Strings are general, strings are tricky. Regular expression is a useful tool when it comes to string manipulation, it also generates problems. Writing your own rules requires extreme precaution. Below are some notes I gathered from dealing with Strings (specifically people data, names, addresses, .etc) at large scale.

1. Have you considered punctuations?

Apostrophes exists in people’s last name, street names and many proper names. So is dash, forward and backward slash. Does your RegEx match these? Should your output normalize them?

2. How about Casing?

The usual casing in “McDonald” is meaningful; do you choose to maintain it? Always use case-insensitive when doing string comparison.
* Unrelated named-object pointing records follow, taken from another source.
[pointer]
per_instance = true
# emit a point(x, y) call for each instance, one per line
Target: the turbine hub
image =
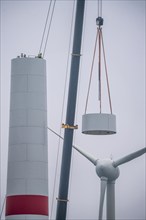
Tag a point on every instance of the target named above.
point(105, 168)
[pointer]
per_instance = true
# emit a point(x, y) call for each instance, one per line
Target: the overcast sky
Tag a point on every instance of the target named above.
point(22, 24)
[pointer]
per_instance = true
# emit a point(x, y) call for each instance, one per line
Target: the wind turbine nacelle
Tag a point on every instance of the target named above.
point(105, 168)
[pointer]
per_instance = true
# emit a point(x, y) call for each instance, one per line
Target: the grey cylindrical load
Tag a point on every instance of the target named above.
point(99, 124)
point(27, 177)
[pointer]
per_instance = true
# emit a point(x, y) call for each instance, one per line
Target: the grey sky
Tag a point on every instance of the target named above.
point(22, 24)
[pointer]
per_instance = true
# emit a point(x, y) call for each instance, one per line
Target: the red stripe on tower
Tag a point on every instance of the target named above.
point(27, 204)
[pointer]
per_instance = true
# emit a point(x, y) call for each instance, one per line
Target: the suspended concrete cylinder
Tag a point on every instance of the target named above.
point(98, 124)
point(27, 178)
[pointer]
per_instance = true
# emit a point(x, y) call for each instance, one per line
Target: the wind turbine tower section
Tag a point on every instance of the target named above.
point(27, 178)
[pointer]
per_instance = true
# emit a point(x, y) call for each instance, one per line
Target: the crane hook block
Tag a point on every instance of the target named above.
point(99, 21)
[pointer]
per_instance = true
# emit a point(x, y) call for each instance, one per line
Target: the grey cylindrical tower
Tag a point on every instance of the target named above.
point(27, 179)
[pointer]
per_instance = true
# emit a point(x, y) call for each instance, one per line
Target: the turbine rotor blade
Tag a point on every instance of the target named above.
point(129, 157)
point(88, 156)
point(102, 195)
point(110, 207)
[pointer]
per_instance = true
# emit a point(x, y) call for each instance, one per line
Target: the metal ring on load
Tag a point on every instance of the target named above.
point(98, 124)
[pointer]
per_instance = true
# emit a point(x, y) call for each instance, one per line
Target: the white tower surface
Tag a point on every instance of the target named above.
point(27, 180)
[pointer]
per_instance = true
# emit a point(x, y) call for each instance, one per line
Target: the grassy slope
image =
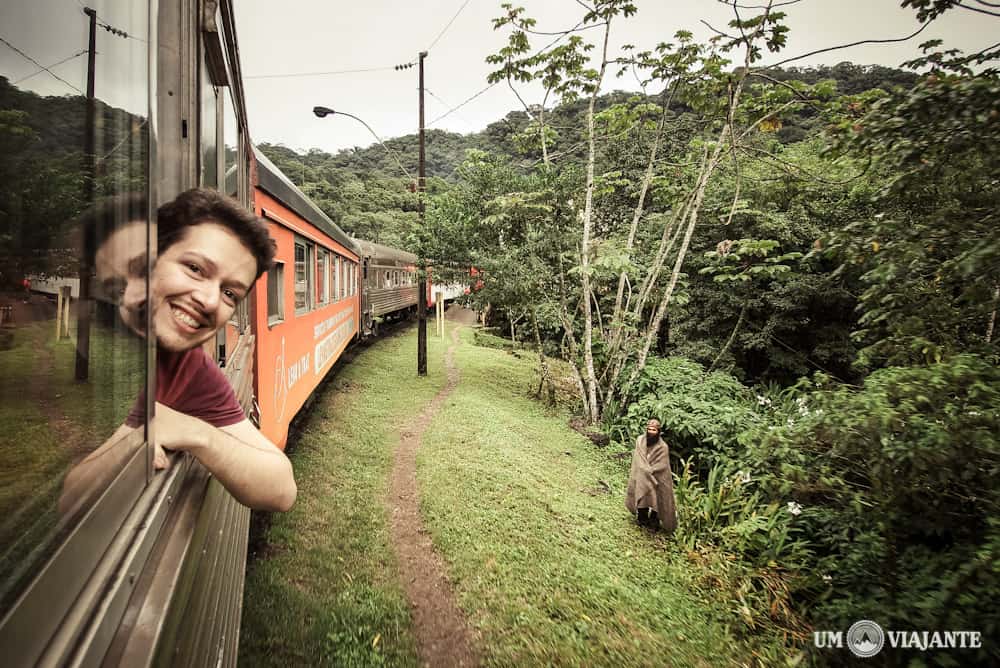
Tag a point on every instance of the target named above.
point(548, 567)
point(34, 454)
point(329, 586)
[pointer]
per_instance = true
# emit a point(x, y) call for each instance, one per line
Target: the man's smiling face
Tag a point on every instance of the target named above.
point(197, 283)
point(120, 263)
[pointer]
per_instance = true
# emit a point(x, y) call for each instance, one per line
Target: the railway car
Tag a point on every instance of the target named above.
point(305, 310)
point(150, 570)
point(389, 284)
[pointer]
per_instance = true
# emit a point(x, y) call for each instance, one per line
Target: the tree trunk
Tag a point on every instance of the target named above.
point(588, 211)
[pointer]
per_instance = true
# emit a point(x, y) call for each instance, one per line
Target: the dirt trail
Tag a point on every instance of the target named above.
point(443, 637)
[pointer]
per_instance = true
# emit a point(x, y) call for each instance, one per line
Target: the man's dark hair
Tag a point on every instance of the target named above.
point(109, 215)
point(203, 205)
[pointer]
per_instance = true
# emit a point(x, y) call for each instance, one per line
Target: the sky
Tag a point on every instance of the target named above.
point(281, 42)
point(358, 43)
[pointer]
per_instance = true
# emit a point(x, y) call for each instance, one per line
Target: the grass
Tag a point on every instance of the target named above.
point(326, 590)
point(47, 420)
point(549, 566)
point(546, 562)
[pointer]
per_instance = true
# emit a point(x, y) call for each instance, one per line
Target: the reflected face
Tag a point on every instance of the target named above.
point(120, 263)
point(197, 283)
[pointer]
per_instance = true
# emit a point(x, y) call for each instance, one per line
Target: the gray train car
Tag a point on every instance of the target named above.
point(389, 284)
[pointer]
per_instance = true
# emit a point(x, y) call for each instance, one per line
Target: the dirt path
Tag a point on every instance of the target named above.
point(443, 637)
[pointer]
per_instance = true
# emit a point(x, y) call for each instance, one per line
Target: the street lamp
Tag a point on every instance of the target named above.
point(323, 112)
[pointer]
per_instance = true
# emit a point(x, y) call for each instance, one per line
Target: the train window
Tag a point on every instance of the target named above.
point(336, 277)
point(303, 277)
point(322, 276)
point(208, 114)
point(276, 293)
point(71, 363)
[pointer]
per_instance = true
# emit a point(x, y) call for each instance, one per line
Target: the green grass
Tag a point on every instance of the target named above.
point(47, 420)
point(328, 585)
point(548, 566)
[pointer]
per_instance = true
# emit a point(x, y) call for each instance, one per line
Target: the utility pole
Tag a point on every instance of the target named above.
point(422, 270)
point(82, 370)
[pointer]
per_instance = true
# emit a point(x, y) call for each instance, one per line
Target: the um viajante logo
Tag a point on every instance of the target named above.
point(866, 638)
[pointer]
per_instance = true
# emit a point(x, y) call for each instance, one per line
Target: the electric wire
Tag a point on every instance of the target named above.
point(445, 29)
point(290, 75)
point(38, 64)
point(44, 69)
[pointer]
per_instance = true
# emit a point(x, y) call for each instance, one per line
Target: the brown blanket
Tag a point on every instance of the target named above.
point(650, 483)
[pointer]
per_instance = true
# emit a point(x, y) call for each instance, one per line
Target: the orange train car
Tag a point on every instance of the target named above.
point(306, 309)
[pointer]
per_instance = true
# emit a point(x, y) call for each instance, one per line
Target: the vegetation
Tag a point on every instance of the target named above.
point(544, 562)
point(324, 587)
point(796, 270)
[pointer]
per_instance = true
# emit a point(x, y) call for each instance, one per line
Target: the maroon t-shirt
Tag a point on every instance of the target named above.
point(191, 383)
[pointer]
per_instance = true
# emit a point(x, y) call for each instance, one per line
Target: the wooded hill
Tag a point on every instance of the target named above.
point(366, 193)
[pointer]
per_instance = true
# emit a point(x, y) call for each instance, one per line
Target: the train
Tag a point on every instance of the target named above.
point(151, 573)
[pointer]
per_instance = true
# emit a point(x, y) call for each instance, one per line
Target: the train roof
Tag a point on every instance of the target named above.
point(379, 251)
point(271, 179)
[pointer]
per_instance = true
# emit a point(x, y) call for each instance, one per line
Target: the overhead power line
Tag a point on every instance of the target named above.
point(38, 64)
point(459, 106)
point(445, 29)
point(290, 75)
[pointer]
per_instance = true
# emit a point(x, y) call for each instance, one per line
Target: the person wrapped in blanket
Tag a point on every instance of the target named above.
point(650, 492)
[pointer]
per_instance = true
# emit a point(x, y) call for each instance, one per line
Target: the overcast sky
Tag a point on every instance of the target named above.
point(294, 37)
point(309, 36)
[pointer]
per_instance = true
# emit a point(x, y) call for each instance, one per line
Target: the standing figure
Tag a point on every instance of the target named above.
point(650, 492)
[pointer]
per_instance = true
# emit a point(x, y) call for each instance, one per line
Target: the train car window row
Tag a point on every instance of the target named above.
point(329, 279)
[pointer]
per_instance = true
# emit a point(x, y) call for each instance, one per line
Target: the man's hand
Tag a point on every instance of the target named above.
point(249, 466)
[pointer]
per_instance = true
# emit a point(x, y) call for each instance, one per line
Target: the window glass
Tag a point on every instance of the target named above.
point(301, 278)
point(276, 293)
point(209, 126)
point(336, 277)
point(321, 262)
point(230, 133)
point(70, 366)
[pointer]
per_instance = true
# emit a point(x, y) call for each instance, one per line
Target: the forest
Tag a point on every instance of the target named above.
point(796, 269)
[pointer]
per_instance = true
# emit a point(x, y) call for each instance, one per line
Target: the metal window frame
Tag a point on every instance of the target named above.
point(310, 262)
point(68, 609)
point(276, 274)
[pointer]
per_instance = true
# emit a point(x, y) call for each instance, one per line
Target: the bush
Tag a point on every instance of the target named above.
point(701, 414)
point(898, 485)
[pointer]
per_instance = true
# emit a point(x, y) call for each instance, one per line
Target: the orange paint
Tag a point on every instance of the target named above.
point(294, 354)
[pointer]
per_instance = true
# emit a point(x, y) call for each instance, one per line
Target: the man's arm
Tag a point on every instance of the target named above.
point(98, 469)
point(249, 466)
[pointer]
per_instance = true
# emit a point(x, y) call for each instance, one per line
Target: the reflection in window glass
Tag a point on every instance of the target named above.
point(230, 134)
point(209, 126)
point(71, 366)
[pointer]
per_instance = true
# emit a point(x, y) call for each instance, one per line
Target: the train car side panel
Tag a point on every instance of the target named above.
point(301, 336)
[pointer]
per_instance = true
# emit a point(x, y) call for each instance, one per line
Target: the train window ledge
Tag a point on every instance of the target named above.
point(60, 620)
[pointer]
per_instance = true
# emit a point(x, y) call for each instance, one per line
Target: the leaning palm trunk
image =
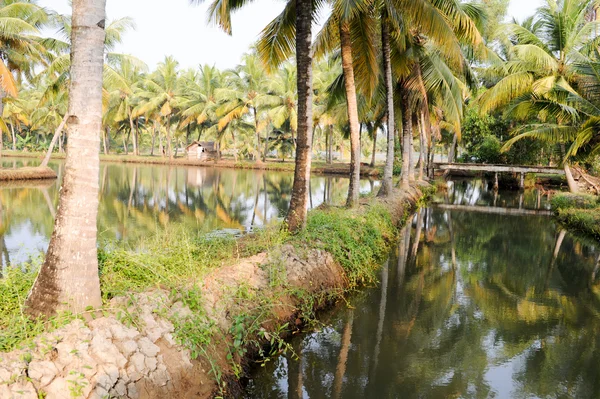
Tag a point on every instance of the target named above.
point(68, 278)
point(388, 173)
point(57, 133)
point(346, 47)
point(573, 187)
point(296, 217)
point(132, 131)
point(406, 138)
point(374, 155)
point(423, 155)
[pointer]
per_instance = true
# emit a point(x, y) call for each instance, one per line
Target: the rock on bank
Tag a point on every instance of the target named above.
point(153, 345)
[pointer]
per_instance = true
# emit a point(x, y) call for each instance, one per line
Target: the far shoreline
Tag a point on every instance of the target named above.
point(272, 165)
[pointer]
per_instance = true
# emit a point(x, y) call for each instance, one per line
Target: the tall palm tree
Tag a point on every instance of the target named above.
point(197, 98)
point(159, 93)
point(351, 29)
point(541, 71)
point(243, 96)
point(21, 48)
point(121, 81)
point(68, 278)
point(281, 100)
point(291, 30)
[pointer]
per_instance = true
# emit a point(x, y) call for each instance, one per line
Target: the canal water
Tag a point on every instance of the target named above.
point(482, 297)
point(140, 200)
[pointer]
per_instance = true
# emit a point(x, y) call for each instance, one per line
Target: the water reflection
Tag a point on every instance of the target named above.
point(138, 200)
point(470, 305)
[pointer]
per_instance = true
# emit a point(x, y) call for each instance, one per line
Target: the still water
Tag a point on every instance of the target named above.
point(140, 200)
point(473, 302)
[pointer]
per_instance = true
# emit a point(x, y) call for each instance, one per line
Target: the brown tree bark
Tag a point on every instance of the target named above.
point(388, 172)
point(68, 278)
point(12, 129)
point(57, 133)
point(573, 186)
point(347, 67)
point(374, 147)
point(406, 136)
point(296, 217)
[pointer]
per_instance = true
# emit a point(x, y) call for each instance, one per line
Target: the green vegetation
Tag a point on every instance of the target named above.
point(16, 327)
point(580, 213)
point(176, 261)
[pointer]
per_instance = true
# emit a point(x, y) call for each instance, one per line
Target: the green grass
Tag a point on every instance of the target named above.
point(359, 239)
point(173, 258)
point(579, 213)
point(16, 328)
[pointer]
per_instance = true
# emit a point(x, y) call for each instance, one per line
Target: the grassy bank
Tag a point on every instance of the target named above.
point(274, 165)
point(239, 309)
point(579, 213)
point(36, 173)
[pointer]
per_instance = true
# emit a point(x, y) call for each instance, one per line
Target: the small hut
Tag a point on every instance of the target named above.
point(202, 150)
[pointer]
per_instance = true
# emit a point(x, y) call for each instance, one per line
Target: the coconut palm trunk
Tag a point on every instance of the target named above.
point(169, 147)
point(12, 129)
point(573, 187)
point(57, 133)
point(388, 172)
point(132, 131)
point(347, 67)
point(296, 217)
point(374, 154)
point(257, 131)
point(68, 278)
point(406, 136)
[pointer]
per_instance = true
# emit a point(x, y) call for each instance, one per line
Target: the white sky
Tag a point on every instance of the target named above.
point(174, 27)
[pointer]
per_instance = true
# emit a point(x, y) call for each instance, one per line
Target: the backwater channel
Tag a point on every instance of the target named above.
point(138, 200)
point(482, 297)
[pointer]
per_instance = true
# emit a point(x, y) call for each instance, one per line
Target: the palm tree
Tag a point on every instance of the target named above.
point(244, 95)
point(197, 98)
point(158, 93)
point(121, 81)
point(68, 278)
point(21, 49)
point(281, 101)
point(351, 29)
point(291, 30)
point(541, 72)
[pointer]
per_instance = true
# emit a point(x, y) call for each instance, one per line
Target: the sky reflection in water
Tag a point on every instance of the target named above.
point(471, 304)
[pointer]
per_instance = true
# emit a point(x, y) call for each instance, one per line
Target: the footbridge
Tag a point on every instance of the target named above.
point(473, 167)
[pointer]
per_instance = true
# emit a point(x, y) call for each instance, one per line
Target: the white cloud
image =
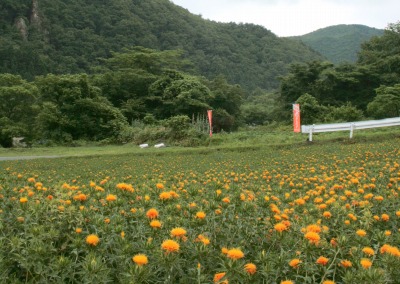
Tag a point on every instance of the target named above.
point(296, 17)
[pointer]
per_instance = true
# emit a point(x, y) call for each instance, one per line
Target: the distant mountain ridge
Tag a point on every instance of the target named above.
point(54, 36)
point(339, 43)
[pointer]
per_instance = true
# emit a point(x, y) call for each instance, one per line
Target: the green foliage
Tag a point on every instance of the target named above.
point(178, 94)
point(261, 108)
point(382, 55)
point(386, 103)
point(311, 110)
point(73, 109)
point(70, 37)
point(344, 113)
point(339, 43)
point(17, 108)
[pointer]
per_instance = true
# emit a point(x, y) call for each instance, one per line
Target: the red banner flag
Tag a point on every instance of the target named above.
point(296, 118)
point(209, 113)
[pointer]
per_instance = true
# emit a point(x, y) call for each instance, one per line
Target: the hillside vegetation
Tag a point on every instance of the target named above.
point(339, 43)
point(83, 71)
point(53, 36)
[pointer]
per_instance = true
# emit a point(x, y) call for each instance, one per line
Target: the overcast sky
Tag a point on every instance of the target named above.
point(297, 17)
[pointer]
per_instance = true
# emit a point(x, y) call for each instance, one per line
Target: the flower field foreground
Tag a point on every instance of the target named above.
point(310, 214)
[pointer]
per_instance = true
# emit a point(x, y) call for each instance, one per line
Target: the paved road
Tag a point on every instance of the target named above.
point(16, 158)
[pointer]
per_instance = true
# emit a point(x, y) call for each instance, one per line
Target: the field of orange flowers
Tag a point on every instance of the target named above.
point(304, 214)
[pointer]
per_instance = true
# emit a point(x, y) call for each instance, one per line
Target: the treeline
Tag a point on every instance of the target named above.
point(141, 95)
point(340, 43)
point(370, 88)
point(137, 96)
point(68, 37)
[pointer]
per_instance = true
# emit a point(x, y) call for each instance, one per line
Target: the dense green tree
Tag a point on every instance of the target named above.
point(74, 109)
point(310, 109)
point(261, 107)
point(228, 98)
point(64, 37)
point(382, 55)
point(17, 107)
point(176, 93)
point(386, 103)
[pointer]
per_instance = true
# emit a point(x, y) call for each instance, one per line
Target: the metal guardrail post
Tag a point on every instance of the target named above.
point(310, 133)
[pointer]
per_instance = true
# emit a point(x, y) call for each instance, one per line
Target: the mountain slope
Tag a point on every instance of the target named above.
point(43, 36)
point(339, 43)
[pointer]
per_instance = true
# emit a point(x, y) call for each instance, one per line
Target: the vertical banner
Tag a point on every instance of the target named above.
point(296, 118)
point(209, 113)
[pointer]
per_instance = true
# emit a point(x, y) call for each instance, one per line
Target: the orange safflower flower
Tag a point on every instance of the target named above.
point(313, 228)
point(385, 217)
point(250, 268)
point(312, 237)
point(170, 246)
point(200, 215)
point(235, 254)
point(178, 232)
point(152, 213)
point(390, 250)
point(294, 263)
point(366, 263)
point(322, 260)
point(155, 224)
point(80, 197)
point(327, 214)
point(361, 233)
point(92, 240)
point(111, 197)
point(280, 227)
point(23, 200)
point(140, 259)
point(346, 263)
point(218, 277)
point(368, 251)
point(165, 195)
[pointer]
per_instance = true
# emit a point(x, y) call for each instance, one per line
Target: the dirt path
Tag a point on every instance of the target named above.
point(16, 158)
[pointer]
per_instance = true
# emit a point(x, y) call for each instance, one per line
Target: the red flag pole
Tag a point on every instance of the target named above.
point(296, 118)
point(209, 113)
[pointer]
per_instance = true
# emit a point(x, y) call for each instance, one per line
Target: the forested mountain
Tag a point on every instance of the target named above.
point(59, 37)
point(339, 43)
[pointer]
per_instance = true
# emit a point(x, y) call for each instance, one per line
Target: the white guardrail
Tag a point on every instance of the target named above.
point(349, 126)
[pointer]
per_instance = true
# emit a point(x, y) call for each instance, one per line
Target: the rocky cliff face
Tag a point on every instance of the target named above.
point(35, 18)
point(35, 21)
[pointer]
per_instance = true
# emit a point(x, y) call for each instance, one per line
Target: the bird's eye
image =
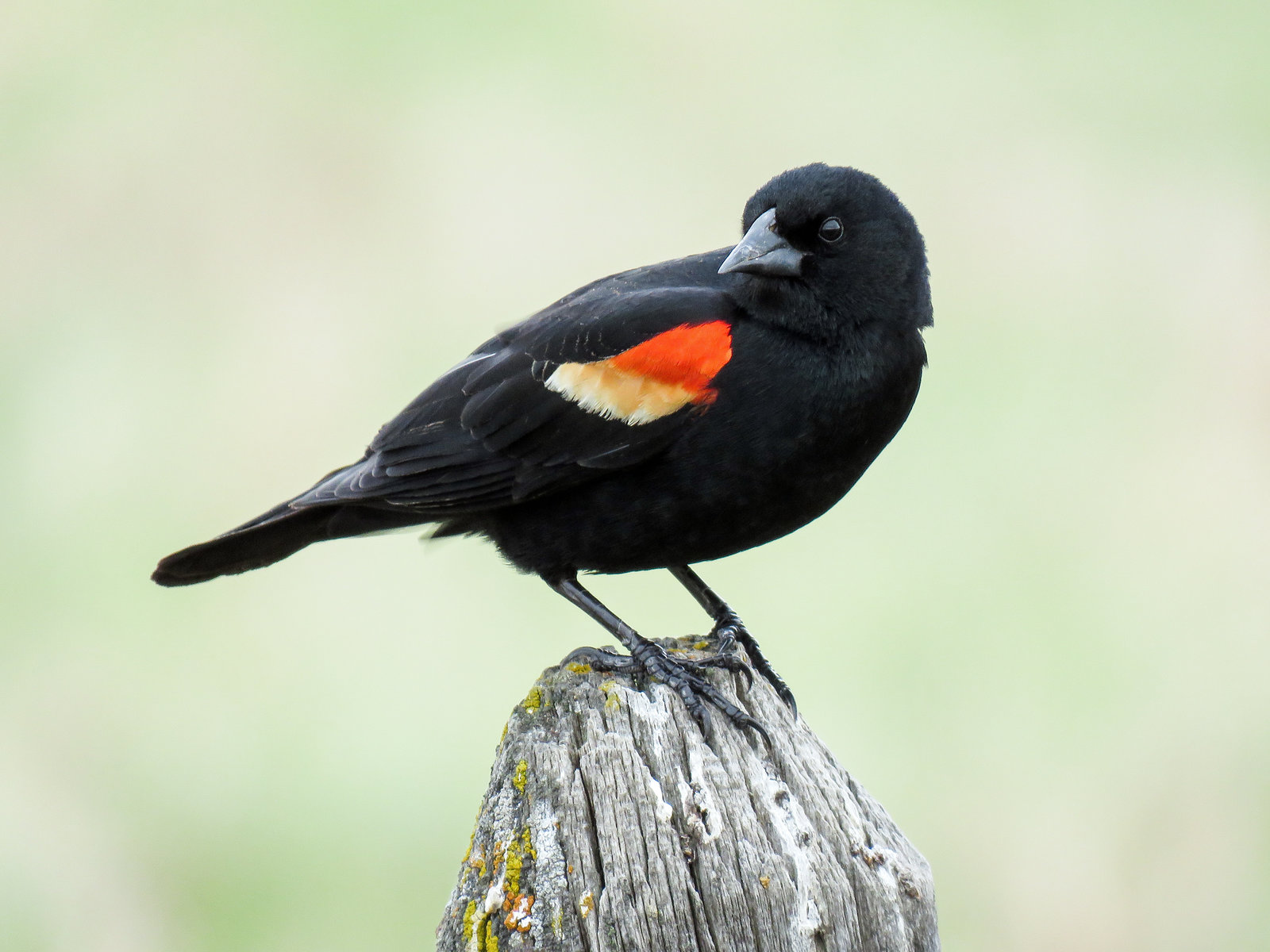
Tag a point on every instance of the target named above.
point(832, 230)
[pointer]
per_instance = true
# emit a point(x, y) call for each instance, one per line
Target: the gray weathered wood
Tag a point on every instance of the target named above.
point(611, 824)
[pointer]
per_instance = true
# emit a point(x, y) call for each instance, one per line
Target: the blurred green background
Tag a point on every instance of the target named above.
point(235, 239)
3. Is your input strictly English only?

Accented characters or umlauts (e.g., äöüß in German, àâæçéèêëïîô in French,  áéíñóúü¿¡ in Spanish) can cause problem is your pattern matching mechanism. You need to either consider these cases in matching (preferred solution) or normalize them into English counterparts before processing (loses the original character). Be careful which encoding you use (UTF-8, UTF-16, Unicode, etc.)

4. Rule of Thumb for writing RegEx: no more than three words long

If your RegEx can match longer than 3-words phrase, it is going to suffer on speed. Use a hierarchical data structure for more complicated string pattern matching. Instead of writing super long RegExs, divide and conquer with smaller RegExs. Your code will run faster and more robust.